Patti Smith wird 70

Foto von Patti SmithSängerin, Schriftstellerin, Malerin und Poetin – Patti Smiths Kunst hat viele Facetten. (Foto: Jesse Ditmar)

Tiefschwarze verstrubbelte Haare, blasse Haut, ein weißes zerknittertes Hemd, dessen nicht mehr vorhandener Saum mit der gewohnten Strenge derartiger Kleidung bricht. Dazu ein schwarzes Band, das wie ein Hosenträger locker um den Hals liegt und das Jackett mit dem kleinen Pferdeanstecker über die Schulter geworfen. Spätestens jetzt dürfte klar sein, um wen es sich bei dieser Beschreibung handelt, denn das schwarz-weiße Cover des 1975 erschienenen, von John Cale produzierten Albums „Horses” hat sich ins pophistorische Gedächtnis eingebrannt.

Abgebildet ist die als Ikone des Punk geltende Patti Smith, die am 30. Dezember 70 Jahre alt wird. Robert Mapplethorpe, ihre erste Liebe und bis zu seinem Tod ein guter Freund, hat das markante Foto in der Wohnung seines Partners aufgenommen. Die An­d­ro­gy­nie der Pose und des Looks unterscheiden sich stark von typischen Promobildern der Sängerinnen der 1970er Jahre. Auch musikalisch wärmt Smith nicht Vergangenes auf, sondern erschafft mit dem Album eine eigene Ausdrucksform, die heute als Vorläufer von Punk und New Wave zählt. Als Künstlerin ist Patti Smith jedoch zu facettenreich, um sie nur ihrer Musik wegen zu erwähnen. Auch sie selbst wollte nie bloß Sängerin sein, sondern immer auch und vor allem Schriftstellerin, Malerin und Poetin.
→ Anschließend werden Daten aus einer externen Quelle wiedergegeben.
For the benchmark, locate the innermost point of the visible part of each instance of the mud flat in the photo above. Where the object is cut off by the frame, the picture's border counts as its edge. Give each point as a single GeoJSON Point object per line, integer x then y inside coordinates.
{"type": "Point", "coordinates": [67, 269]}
Nach der Geburt eines Kindes, das sie zur Adoption freigibt, und um der stumpfen Arbeit in einer Fabrik zu entkommen, zieht es sie 1967 nach New York. Dort lernt sie den Kunststudenten Robert Mapplethorpe kennen, der ihr immer wieder zufällig in der Stadt begegnet. Die beiden ermuntern sich gegenseitig, neue Dinge zu kreieren – für Smith sind das in erster Linie Texte.

Als sie 1969 in das als Künstlerherberge bekannte Chelsea Hotel ziehen, kommen die beiden immer mehr mit der lokalen Szene in Berührung und steigern ihre Produktivität. Vor allem Beat-Autoren wie Allen Ginsberg, Jack Kerouac und William S. Burroughs, die wie das Paar zeitweise im Chelsea Hotel wohnen, beeinflussen Patti Smith. Sie veröffentlicht erste Gedichte in Zeitschriften wie „Rock“ und „Creem“. 1974 traut sie sich dann ihre erste Single „Hey Joe“ zu. Nur ein Jahr später folgt ihr Debütalbum „Horses“.

Als 1978 auf „Easter“ der Song „Because The Night“ erscheint, wird dieser ihr bis heute größter Hit und das Album zu ihrem erfolgreichsten. Erstaunlich, denn viele Händler boykottieren den Verkauf. Nicht der Musik wegen, sondern weil sie die unrasierten Achseln auf dem Cover empören. Nicht nur deshalb gilt Patti Smith heute als feministische Ikone und Vorreiterin, wenn es um die Lockerung starrer Geschlechterrollen geht. Als sie 1979 auf dem Höhepunkt ihrer Karriere angelangt ist, beendet sie diese plötzlich, zieht sich zurück und verbringt lieber Zeit mit ihren zwei Kindern und ihrem Ehemann Fred „Sonic“ Smith. Erst 1996 wagt sie mit dem Album „Gone Again“ ein musikalisches Comeback.

In den vergangenen Jahren hat Patti Smith vor allem wieder als Autorin auf sich aufmerksam gemacht. Zwar veröffentlicht sie schon seit 1972 Lyrik, aber „Just Kids“, das Buch über ihre Beziehung zu Robert Mapplethorpe, das zudem ein scharfes Bild des New York der 1970er Jahre zeichnet, wurde zum Bestseller. Erst im vergangenen Jahr ist mit „M Train“ ein zweiter autobiografischer Band erschienen, der an „Just Kids“ anschließt. Heute wird sie 70 Jahre alt.